Posters of Gani Veseli’s banned films in Serbia. Photo: Courtesy of Gani Veseli

Ethnic Albanian Producer Slates Serbian Ban on his Films as ‘Censorship’

Film producer Gani Veseli says court ban on his films is a blow to the whole ethnic Albanian community in Serbia and to artistic freedom generally.

Serbian ethnic Albanian producer Gani Veseli, whose films are banned from showing in Serbia after a court decision, said Serbia is committing censorship and endangering the artistic freedom of the country’s ethnic Albanians, most of whom live in three municipalities in the south of Serbia, known as the Presevo Valley.

“I feel sorry for the artists because here, especially in the municipality of Presevo. A climate of silence, that I dare to say resembles a clinical death of art and culture, has been constantly created,” Veseli told BIRN.

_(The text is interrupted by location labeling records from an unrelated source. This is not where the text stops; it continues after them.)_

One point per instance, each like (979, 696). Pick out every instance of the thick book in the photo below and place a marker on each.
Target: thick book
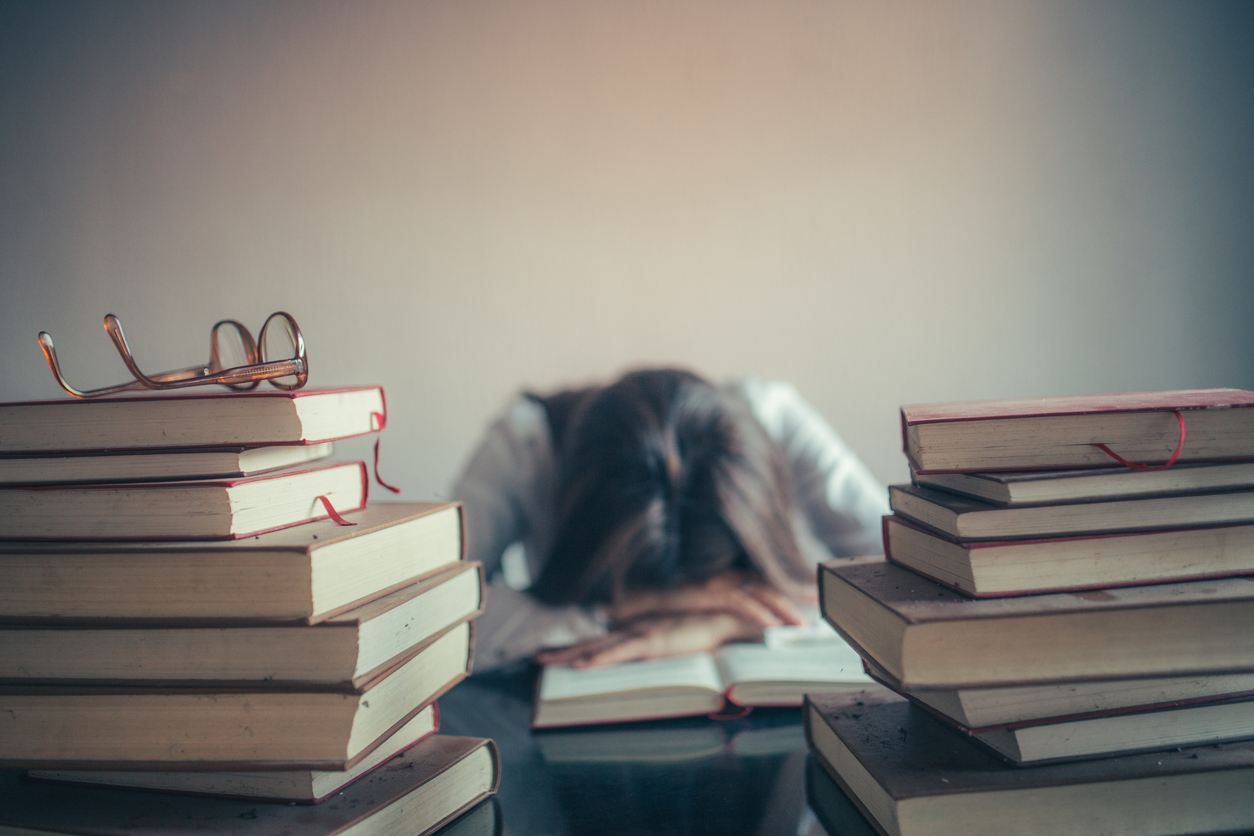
(300, 786)
(1045, 486)
(47, 727)
(301, 574)
(911, 773)
(87, 468)
(182, 510)
(969, 519)
(998, 568)
(416, 792)
(1057, 433)
(699, 683)
(203, 420)
(1107, 735)
(1011, 705)
(344, 652)
(927, 636)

“The problem is very big, especially for the citizens of the Presevo Valley, because this is a direct censorship of film and art,” Veseli added, explaining that he is not sure if he will appeal the court verdict, fearing he might not be able to afford the costs.

“I don’t think I will be able to make it alone,” he said, recalling that for two months he had dealt with the trial in the Vranje Higher Court and that if he decides to appeal the case in Nis, it will cost a lot of his time and money.

“I am convinced that any court in Serbia will make the same decision, but we need to go through these routes to be able to then go to the European Court of Human Rights in Strasbourg,” Veseli said.

He added also that he would need the support of the mayor of Bujanovac, where the film was supposed to be shown in early June, the one Albanian MP in Serbia’s parliament, and of the Kosovo government, which financed the films.

Nevzad Lutfiu, head of National Council of Albanians in Serbia, told BIRN that he had asked Kosovo PM Albin Kurti for the films to be premiered in Pristina, “and they were shown [there] at the beginning of August”.

He said he “will consult with the … Council for the opportunities to offer legal assistance in this matter, because usually, with disputes of the Council, we engage lawyers”.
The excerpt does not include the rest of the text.